There is nothing like a spiritual crash to teach a person the meaning of the word “humility.” Indeed, I think it safe to say that a man or woman cannot reach rock bottom unless the basic concept of humility has been forgotten (or never learned in the first place).
A few years ago, when I crashed, humility came crashing in, more or less announcing, “Ok big shot, look at the mess you made of things. Maybe you don’t know quite as much as you thought?” When I read the Biblical admonition on Joseph Campbell’s books, “Of my own self I can do nothing,” well, it hit me like the proverbial ton of bricks. Hell, I didn’t even know where I came from yet was prancing around the planet telling folks WHO I was and, worse, who THEY were. I’d point my finger and pronouce this or that; I’d use my wit to make folks laugh (often at their expense) and then bask in the glow of that wit; I’d accomplish something and revel in the words of admirers. Never once did I give thanks, did I acknowledge that the “I” who I pictured doing these things didn’t even exist – at least not the way I imagined.

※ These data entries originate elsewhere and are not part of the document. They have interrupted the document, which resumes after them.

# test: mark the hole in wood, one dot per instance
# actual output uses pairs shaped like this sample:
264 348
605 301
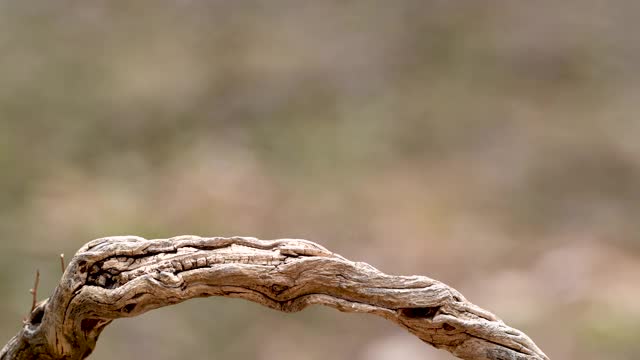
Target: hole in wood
424 312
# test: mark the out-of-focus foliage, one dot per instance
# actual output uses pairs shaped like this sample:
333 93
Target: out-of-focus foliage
493 145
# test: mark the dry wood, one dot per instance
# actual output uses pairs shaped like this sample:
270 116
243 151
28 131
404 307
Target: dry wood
125 276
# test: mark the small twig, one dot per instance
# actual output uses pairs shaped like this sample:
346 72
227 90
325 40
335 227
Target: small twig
34 291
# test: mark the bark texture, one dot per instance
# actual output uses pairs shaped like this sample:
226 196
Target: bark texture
125 276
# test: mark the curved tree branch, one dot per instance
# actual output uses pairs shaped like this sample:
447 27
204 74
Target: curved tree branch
125 276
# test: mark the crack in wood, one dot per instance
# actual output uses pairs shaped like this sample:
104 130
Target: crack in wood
126 276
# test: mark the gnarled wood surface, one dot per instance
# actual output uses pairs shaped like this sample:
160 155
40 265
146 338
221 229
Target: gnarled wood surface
125 276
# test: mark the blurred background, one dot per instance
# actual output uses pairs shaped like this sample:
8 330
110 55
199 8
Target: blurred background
491 145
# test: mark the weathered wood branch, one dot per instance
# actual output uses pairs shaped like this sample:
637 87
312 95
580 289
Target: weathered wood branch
125 276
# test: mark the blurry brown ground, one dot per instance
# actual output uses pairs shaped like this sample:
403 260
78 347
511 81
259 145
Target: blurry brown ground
492 145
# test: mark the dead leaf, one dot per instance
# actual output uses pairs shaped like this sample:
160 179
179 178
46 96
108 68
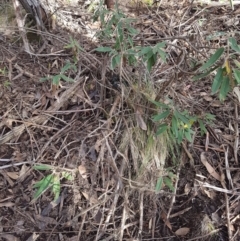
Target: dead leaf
7 204
83 171
165 220
141 123
91 199
210 194
33 237
13 175
236 91
9 237
210 169
182 231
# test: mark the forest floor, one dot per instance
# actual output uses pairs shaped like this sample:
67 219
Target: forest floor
93 127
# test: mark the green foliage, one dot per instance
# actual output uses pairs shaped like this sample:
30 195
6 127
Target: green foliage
75 48
51 181
165 181
226 77
61 76
178 123
119 27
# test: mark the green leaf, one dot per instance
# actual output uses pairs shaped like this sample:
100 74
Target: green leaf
203 129
183 118
174 126
168 182
217 81
56 187
104 49
204 74
67 79
161 129
68 176
56 79
187 134
144 51
160 104
234 45
225 88
213 59
237 63
159 184
151 62
45 78
116 60
45 183
236 73
67 66
42 167
161 116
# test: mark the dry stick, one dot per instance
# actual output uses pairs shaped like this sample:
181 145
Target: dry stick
175 189
20 24
141 216
226 196
236 141
124 218
81 227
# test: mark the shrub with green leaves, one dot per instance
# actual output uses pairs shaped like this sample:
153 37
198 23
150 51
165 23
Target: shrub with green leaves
226 77
51 181
119 27
178 123
62 75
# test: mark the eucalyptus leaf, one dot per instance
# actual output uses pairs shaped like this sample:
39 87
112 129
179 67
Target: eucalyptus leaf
213 59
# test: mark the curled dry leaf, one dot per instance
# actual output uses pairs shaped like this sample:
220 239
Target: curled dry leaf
141 123
182 231
83 171
210 169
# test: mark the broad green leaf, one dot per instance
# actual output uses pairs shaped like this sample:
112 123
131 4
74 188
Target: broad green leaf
151 62
160 104
56 79
225 88
204 74
168 182
162 128
162 55
68 66
174 126
104 49
234 45
161 116
42 167
159 184
213 59
56 187
45 183
171 175
145 50
236 73
116 60
188 135
237 63
203 129
217 81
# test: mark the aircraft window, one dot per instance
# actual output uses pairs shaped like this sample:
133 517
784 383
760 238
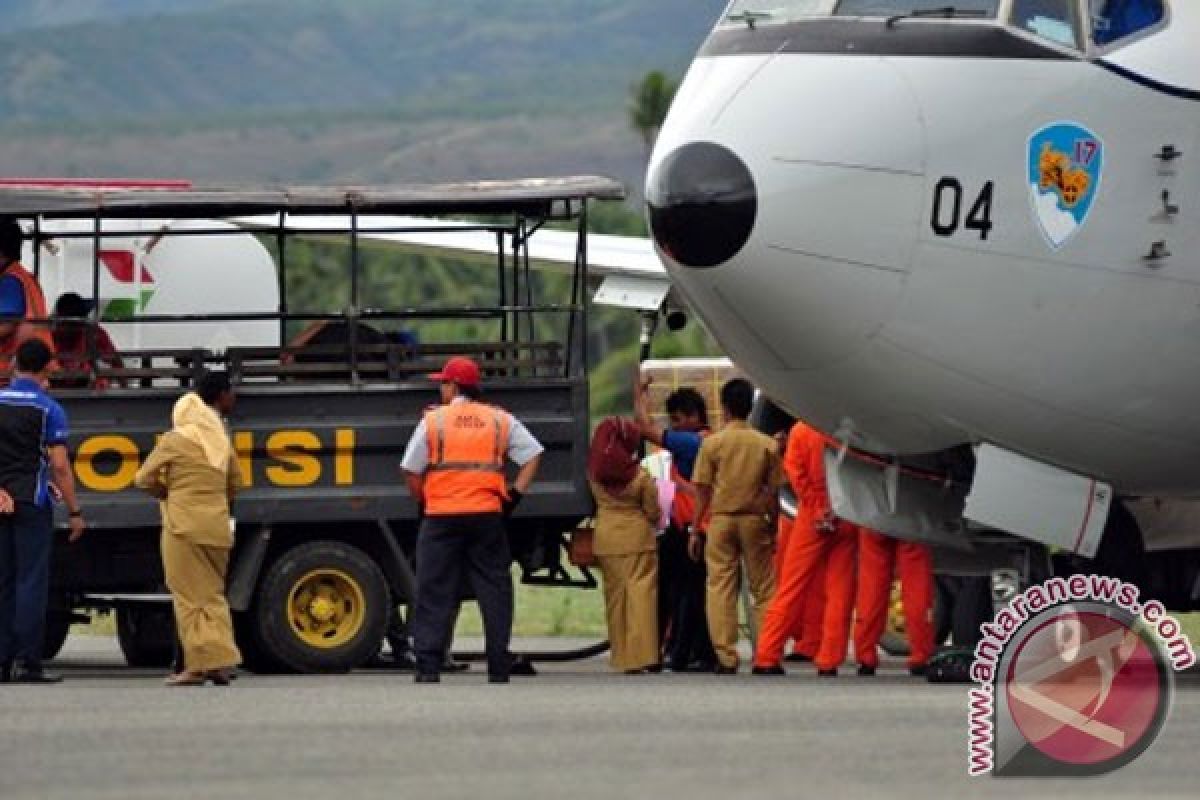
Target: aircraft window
918 7
773 12
1116 19
1053 19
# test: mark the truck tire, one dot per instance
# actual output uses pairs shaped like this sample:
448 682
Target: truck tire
58 627
322 607
147 636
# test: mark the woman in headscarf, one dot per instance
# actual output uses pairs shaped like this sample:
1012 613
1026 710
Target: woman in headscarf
193 471
627 515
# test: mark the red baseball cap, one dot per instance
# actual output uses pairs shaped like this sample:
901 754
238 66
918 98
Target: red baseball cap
459 370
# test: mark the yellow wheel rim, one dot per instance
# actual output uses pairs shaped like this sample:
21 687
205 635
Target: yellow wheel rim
895 611
327 608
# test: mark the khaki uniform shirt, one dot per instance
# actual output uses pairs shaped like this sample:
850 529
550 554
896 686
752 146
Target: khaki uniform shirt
625 522
195 495
743 468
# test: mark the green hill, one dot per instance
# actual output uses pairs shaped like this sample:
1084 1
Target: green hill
295 59
21 14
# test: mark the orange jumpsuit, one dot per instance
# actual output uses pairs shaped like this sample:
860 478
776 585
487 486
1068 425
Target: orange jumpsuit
808 551
879 558
807 633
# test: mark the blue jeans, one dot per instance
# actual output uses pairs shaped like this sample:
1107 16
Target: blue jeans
27 537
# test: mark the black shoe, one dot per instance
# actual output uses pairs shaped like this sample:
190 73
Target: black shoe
768 671
37 675
522 666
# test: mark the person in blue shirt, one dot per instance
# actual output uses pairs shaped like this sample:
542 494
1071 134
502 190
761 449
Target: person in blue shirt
34 471
683 626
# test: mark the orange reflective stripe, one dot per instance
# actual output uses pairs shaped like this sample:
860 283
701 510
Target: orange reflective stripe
467 467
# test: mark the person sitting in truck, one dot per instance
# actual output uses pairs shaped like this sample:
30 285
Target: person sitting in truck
71 341
22 301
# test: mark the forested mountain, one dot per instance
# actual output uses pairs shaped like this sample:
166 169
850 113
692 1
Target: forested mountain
407 59
19 14
333 90
298 91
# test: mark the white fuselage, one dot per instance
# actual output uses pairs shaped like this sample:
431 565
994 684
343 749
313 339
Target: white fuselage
849 307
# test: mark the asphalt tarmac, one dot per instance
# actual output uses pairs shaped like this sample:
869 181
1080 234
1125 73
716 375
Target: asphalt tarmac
574 732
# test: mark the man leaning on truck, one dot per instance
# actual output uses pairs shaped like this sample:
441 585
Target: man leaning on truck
455 468
33 453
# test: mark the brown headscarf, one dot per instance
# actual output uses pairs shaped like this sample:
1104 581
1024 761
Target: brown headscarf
612 459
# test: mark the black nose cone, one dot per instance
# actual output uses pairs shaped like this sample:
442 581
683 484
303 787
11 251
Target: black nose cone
702 204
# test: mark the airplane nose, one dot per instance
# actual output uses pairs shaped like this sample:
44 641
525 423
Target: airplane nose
702 204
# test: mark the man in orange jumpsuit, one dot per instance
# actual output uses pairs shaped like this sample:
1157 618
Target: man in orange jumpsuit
879 558
817 539
807 633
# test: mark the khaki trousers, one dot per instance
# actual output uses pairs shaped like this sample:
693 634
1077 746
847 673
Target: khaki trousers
731 540
196 576
631 608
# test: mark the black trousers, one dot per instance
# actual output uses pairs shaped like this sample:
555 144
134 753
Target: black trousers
683 625
449 549
27 540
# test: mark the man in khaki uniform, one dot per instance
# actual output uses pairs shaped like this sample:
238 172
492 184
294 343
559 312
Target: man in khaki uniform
738 475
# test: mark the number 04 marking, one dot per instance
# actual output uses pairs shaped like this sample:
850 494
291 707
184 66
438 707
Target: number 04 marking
947 215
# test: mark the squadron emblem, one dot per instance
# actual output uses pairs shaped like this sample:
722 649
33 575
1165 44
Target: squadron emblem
1065 163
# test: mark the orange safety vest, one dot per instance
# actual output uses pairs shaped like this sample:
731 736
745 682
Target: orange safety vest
467 445
35 308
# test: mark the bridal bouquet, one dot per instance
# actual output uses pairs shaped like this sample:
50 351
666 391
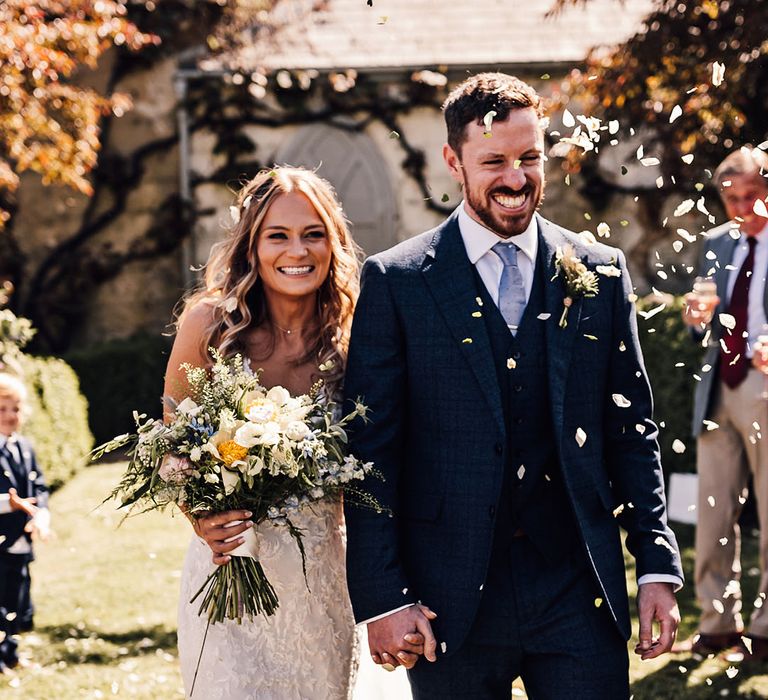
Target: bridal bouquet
231 445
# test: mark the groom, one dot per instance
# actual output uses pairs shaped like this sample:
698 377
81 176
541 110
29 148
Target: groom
510 415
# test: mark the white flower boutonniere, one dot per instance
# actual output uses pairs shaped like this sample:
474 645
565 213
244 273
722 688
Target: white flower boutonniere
578 280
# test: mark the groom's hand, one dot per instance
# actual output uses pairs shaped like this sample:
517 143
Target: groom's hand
656 602
400 638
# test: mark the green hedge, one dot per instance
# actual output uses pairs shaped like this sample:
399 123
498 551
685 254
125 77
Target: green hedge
666 343
58 420
119 377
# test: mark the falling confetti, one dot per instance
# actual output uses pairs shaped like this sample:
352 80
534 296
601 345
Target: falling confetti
718 73
727 321
621 401
684 207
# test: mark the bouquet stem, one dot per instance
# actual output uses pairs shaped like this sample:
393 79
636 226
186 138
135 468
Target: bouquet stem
235 590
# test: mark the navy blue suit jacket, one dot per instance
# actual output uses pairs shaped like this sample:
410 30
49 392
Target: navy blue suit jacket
420 358
33 486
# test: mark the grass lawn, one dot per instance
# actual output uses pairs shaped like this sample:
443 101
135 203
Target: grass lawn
106 611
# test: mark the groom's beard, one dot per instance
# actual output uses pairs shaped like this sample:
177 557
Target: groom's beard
495 220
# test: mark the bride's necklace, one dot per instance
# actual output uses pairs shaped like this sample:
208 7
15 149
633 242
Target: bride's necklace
288 331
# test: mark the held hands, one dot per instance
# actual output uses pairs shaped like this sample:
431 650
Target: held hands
27 505
398 639
222 531
699 309
656 602
760 355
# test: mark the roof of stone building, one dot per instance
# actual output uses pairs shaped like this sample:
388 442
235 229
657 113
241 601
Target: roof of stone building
336 34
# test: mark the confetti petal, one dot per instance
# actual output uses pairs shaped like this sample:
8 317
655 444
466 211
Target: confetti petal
684 207
727 321
718 73
621 401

Humility served me well in those early, dark months. It “transformed” me to friends and family alike. “Doug is so different, he’s so much gentler,” etc. Gone was the BIG personality crashing through places because he’d been seen through – that big personality was a mask to hide the enormous insecurities and uncertainties that had plagued the boy/man named Doug Jr.
In recent days I’ve discovered that humility has to be clung to because we as humans have a tendency to easily let it go the minute “things turn good again.” The drug addict “kicks” his habit, the drunk “goes on the wagon,” the womanizer “rediscovers family,” and so on. We imagine we’ve crossed some kind of finish line, turn and thank humility for all its help, and announce that “I can take it from here,” which of course guarantees we completely missed the point because there is no “I” to begin with and it was the “I” that put us in that terrible place to begin with and is now hellbent on taking us right back. You can almost picure the “I” gleefully cackling and rubbing its hands together. Which is why so many addicts, drunks, ex-cons – ALL of us on the road to contrition – wander right smack back into the same place we longed to escape.
Without boring anyone with the details, that is precisely what I have discovered: that humility must be remembered, must be a center of our focus, must become as much a part of our conditioning as any other spiritual principle. And for that reminder I feel very, very grateful today.